How to run:

  1. Clone the repo
  2. Make sure you have docker and docker-compose
  3. Navigate to project directory (where the docker-compose file is present)
  4. Add the .env file sent through the mail to the root of the project directory.
docker-compose up

That's it.

Tech Stack:

  • Django
  • Django Rest Framework
  • Postgres
  • Amazon S3 (uploaded files are stored here)
  • Redis (Used as message broker for celery)
  • Celery
  • Flower: Celery monitoring tool (localhost:5555)

Endpoints

  1. Create a user.
curl "localhost:8000/auth/users/" --data "username=bhavesh&email=bhaveshpraveen10@gmail.com&password=12ab34cd"

Enter user_name, email and password of your choice. Email is optional.

  1. Create Token
curl "localhost:8000/token/" --data "username=bhavesh&&password=12ab34cd"
# sample response
{"refresh":"eyJ0eXAiOiJKV1QiLCJhbGciOiJIUzI1NiJ9.eyJ0b2tlbl90eXBlIjoicmVmcmVzaCIsImV4cCI6MTU2NjA0OTQ5MiwianRpIjoiYmJhMDIzZTEyZWY5NGNkODhhNDYyYjVmM2U4ODQ2ZjciLCJ1c2VyX2lkIjoxfQ.dlE5dqGSOrgp4UntI7GEgOkKa4-Z1VEwk482mx0Oq1A",
"access":"eyJ0eXAiOiJKV1QiLCJhbGciOiJIUzI1NiJ9.eyJ0b2tlbl90eXBlIjoiYWNjZXNzIiwiZXhwIjoxNTY1OTY0ODkyLCJqdGkiOiIwZjU3MmFkM2EyNDU0MThhOGQyMTdmZDQ1NDQyMGJhZiIsInVzZXJfaWQiOjF9.Be4rxvTm6NfzrQ02LkCXZORskx1xw4HqBMa6taFaC-M"}

If the token expires, just hit this endpoint again to get new access and refresh token. (You can also use the refresh token to get the acesss token token (token/refresh/))

  1. To upload the file (Endpoint: 1 in the task document)
curl -F 'file=@/path/to/project/atlan_task/upload-files/100000-Sales-Records.csv' http://localhost:8000/collect/baseline/ -H "Authorization: Bearer {access token}"

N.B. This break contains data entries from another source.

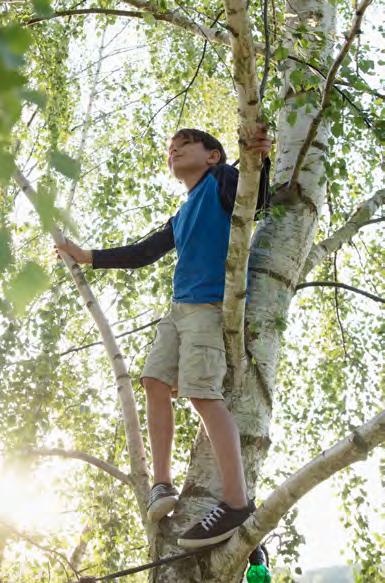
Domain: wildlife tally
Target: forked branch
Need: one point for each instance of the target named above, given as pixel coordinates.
(328, 88)
(354, 448)
(358, 220)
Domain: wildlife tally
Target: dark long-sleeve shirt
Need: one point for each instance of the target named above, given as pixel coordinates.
(162, 241)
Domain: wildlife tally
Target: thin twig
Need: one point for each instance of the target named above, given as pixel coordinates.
(340, 285)
(326, 96)
(267, 50)
(98, 343)
(82, 456)
(60, 557)
(337, 305)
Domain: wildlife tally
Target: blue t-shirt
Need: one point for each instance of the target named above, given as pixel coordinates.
(201, 230)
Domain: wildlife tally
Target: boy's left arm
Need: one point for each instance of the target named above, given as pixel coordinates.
(227, 176)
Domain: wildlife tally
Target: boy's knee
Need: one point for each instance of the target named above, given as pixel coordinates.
(155, 387)
(205, 404)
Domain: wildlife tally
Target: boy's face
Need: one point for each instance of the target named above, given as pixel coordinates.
(186, 157)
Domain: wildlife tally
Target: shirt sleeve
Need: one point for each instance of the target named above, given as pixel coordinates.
(227, 177)
(138, 254)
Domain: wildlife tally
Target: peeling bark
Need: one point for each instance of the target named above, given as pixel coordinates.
(242, 220)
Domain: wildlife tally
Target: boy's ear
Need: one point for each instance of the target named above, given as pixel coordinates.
(214, 157)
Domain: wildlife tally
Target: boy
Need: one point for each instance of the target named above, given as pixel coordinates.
(189, 354)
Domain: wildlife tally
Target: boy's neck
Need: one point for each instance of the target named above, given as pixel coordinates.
(191, 179)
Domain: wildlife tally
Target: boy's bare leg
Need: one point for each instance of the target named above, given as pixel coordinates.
(160, 420)
(224, 437)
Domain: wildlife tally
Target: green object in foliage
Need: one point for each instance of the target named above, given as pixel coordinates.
(258, 574)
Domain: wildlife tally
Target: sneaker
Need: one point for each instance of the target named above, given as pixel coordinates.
(162, 501)
(217, 526)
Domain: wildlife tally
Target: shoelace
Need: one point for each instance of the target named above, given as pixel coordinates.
(210, 519)
(160, 489)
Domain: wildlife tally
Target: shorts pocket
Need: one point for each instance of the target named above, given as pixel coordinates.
(204, 363)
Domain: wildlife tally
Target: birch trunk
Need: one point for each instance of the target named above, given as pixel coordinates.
(278, 253)
(139, 471)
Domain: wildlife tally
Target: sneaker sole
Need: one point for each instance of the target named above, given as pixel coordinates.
(161, 508)
(205, 542)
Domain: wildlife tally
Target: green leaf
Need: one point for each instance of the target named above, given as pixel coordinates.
(45, 206)
(7, 167)
(42, 7)
(10, 79)
(65, 164)
(63, 216)
(337, 129)
(292, 118)
(297, 77)
(14, 38)
(30, 282)
(149, 18)
(36, 97)
(5, 249)
(281, 53)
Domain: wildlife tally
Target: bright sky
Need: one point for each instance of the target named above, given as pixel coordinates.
(33, 506)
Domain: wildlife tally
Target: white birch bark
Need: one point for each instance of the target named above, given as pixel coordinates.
(242, 220)
(139, 470)
(278, 254)
(354, 448)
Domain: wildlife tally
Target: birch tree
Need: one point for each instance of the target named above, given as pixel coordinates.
(204, 64)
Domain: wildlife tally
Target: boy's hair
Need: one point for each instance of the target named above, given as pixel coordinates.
(209, 142)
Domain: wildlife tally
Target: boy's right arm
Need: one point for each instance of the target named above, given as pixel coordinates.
(129, 256)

Replace path/to/project with the path where you cloned the repo. In my case this was @/Users/bhavesh/PycharmProjects/atlan-task/atlan_task/upload-files/100000-Sales-Records.csv.
Please use the files already provided(I've hardcoded the datetime format and other small details) Replace {access_token} with the access token that you received in step2

The response should be something like this

{"id":1,"file":"https://atlan-task-assets.s3.amazonaws.com/file/100000-Sales-Records.csv"}%

The uploaded file has now been uploaded to Amazon s3.

Now if you check the console, you can see the data being imported into the db by the background celery worker.

A background celery worker downloads the uploaded file from S3 and starts importing the data into db. You can check the console.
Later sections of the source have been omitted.